Fact is: people on Wall Street and elsewhere have received bonuses for decades. This year is no different. Even WalMart gave out $2 Billion in bonuses today. More than ten times what AIG gave. Smart businesses reward their employees, because they know they need they cannot succeed without them.
Obama, Frank, Pelosi and Reid cannot escape responsibility for the mess
True, the initial government bailout happened on Bush’s watch. But Obama voted for it, along with the rest of the saber-rattlers. Moreover, the above TARP law specifically giving government endorsement to these bonuses was passed just a month ago. They must appease the so-called ‘mainstream media’.
They should do so by telling them – Washington should say::
‘We knew about these bonuses. We explicitly gave AIG the bailout money with that knowledge. Moreover, we are not going to retroactively tell AIG how to run its business. If we had any doubts about AIG’s success, we would not have bought the company.’Because if the government continues down the current path, there is no turning back. AIG’s reputation will suffer greatly, to the extent it may cost the government another $100 Billion to try to keep them afloat. If enough people leave AIG for greener pastures, AIG will just fail, taking the governments 80% ownership with it. Game over.

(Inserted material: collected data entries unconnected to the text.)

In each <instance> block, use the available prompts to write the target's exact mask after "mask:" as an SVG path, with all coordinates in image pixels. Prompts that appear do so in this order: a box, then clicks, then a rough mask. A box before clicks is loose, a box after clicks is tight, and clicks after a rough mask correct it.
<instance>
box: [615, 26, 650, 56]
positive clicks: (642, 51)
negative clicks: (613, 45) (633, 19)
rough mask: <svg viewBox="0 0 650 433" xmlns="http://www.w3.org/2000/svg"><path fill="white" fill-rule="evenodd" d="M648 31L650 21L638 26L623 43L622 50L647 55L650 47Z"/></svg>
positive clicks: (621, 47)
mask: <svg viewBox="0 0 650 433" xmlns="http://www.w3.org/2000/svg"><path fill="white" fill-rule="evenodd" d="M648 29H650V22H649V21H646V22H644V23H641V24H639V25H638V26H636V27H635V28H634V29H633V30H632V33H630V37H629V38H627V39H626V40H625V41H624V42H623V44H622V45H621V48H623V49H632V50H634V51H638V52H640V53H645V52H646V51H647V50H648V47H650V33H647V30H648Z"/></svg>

No Moral Authority to Act, Either
The government is acting arbitrarily in seeking to double tax these payments, though lawfully received. There can be no moral authority claimed in government-mandated abrogation of contracts. If we let Obama tax the bonuses of these hard-working people, there is another danger. That is Obama will start looking elsewhere to rattle his saber and seek ‘social justice’. And when they run out of rich, they will go after the middle class. That is what did Argentina in.

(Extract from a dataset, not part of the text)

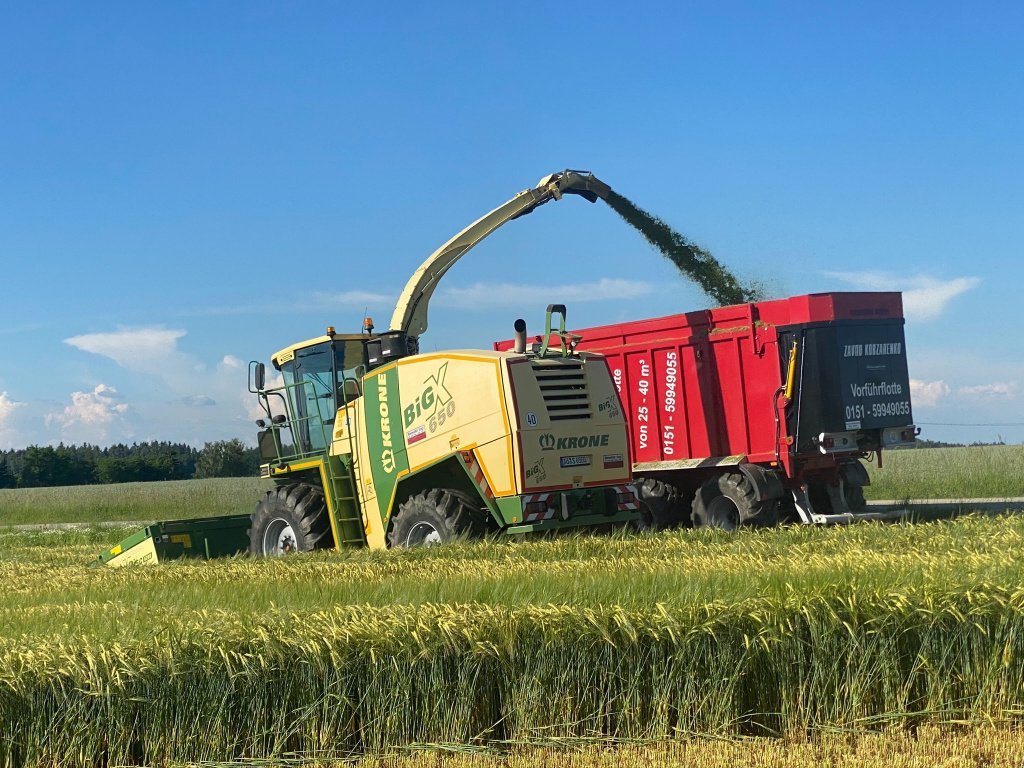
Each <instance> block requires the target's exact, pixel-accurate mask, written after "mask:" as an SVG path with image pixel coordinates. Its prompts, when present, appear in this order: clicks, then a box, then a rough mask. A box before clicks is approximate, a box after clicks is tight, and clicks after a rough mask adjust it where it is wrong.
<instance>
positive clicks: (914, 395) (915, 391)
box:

Bailout Mess – Huge Catalyst for Uncertainty
If the economy, and amount of capital for investment depends on uncertainty, shouldn’t the administration be providing stability? They would do this by doing predictable things. Instead, the message that Obama is sending is We will act arbitrarily, act in haste, act without legal or moral precedent. We will punish those that we see fit to punish according to the whim of the day. This is the high point of unpredictability
Effect of Increased Government Meddling
Each time the government passes a new law and creates a bailout, proposes a new tax, another change, another forced investment in bad risks, it creates uncertainty, and the market reacts. Given increasing uncertainty, professional money managers are certain to disdain investment. The market hates uncertainty. That is why the VIX has been above 40 pretty much since last October. Note from that graph, the S&P 500 has moved down in the face of uncertainty. Indeed, the Great Depression was also a time of prolonged uncertainty. Investment and the economy depend on certainty. Right now, the only thing the professional money manager is sure of is the unpredictability of the incumbents.

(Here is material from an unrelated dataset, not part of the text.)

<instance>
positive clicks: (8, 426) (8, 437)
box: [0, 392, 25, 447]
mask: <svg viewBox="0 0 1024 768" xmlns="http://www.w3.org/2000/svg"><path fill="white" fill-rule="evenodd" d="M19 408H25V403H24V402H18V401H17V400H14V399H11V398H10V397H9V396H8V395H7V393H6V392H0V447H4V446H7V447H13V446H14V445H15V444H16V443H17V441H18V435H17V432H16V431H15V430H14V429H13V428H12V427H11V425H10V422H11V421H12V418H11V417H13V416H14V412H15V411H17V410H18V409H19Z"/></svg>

Barney Frank (who perhaps doesn’t really care about future generations since he will not have any) and the other democrats want to appear to be doing something, because the mainstream media will not leave them alone. Barney Frank in particular has more responsiblity for this mess than the rest. The media does not hold them accountable for their actions.
Perhaps we should never have bailed out AIG. But now that we have, we must leave AIG alone to try to recover. Continued harassment of AIG will only lead to its failure. Sixty years on, the debate may still rage. However, you read it here first. If the government taxes "AIG excesses" then it won't stop there. The witch hunt for the big incomes will be on, and it is Game Over.
You might ask, ‘Bob, why are democrats so damned incompetent when it comes to the economy?’ They are not incompetent. They know they are destroying the economy. They just don’t care.